The HBIR Language

An HBIR program specifies a single computational kernel. The kernel is a computation that runs on a set of arbitrary-dimensional input arrays and produces more arrays as outputs. In other words, the program specifies the implementation of a function $f: (A_1,..,A_n) \rightarrow (B_1,..,B_m)$ where each $A_k$ and $B_k$ is a multidimensional array.

An HBIR program consists of four segments:

  • target: The machine model. This segment describes the set-in-stone silicon resources of the target hardware. An instance of this segment would ship with a particular instance of the HammerBlade hardware.
  • config: The system configuration. The configuration abstracts the physical hardware resources from target as a virtual machine model. Specifically, it organizes the machine into a set of tile groups $\{\mathbb{T_i}\}_{i \in \mathbb{I}}$ that will be programmed independently.
  • data: Memory allocations. This segment describes how logical array inputs $A_k$ and outputs $B_k$ are mapped and partitioned across the tile groups $\mathbb{T_i}$ defined in config.
  • code: The computation itself. This segment lists the SPMD code to execute on each tile group. The code consists of a set of programs, $g_i$, each destined to execute on the corresponding tile group, $\mathbb{T}_i$, defined in config. Each $g_i$ can read to the inputs and write to the outputs defined in data. Furthermore, the behavior of $g_i$ can optionally vary across $\mathbb{T}_i$’s available computational units, so it may be regarded as either MPMD or SPMD, depending on the particular use case.

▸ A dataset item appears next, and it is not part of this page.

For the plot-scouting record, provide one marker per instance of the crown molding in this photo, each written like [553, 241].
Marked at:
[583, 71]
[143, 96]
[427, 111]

In other words, the implementation of $ f $ is given by a set of $g_i:(j, A_1,..,A_n)\rightarrow (B_1,..,B_m)$, where $i \in \mathbb{I}$ specifies a particular tile group, $ \mathbb{T}_i $, and $ j \in \mathbb{T}_i$ specifies a particular computational unit in that tile group. $B_1,..,B_m$ will contain the $f(A_1,..,A_n)$ once execution of all $g_i$ completes.

The following subsections describe the four segments of an HBIR program. A valid HBIR program must have all four segments with strict dependencies in terms of the following precedence: target, config, data, code. The first three segments describe hardware configuration and memory mappings while the last segment describes high-level algorithmic details; hence the first three segments have very strict syntax and little support for extraneous operations.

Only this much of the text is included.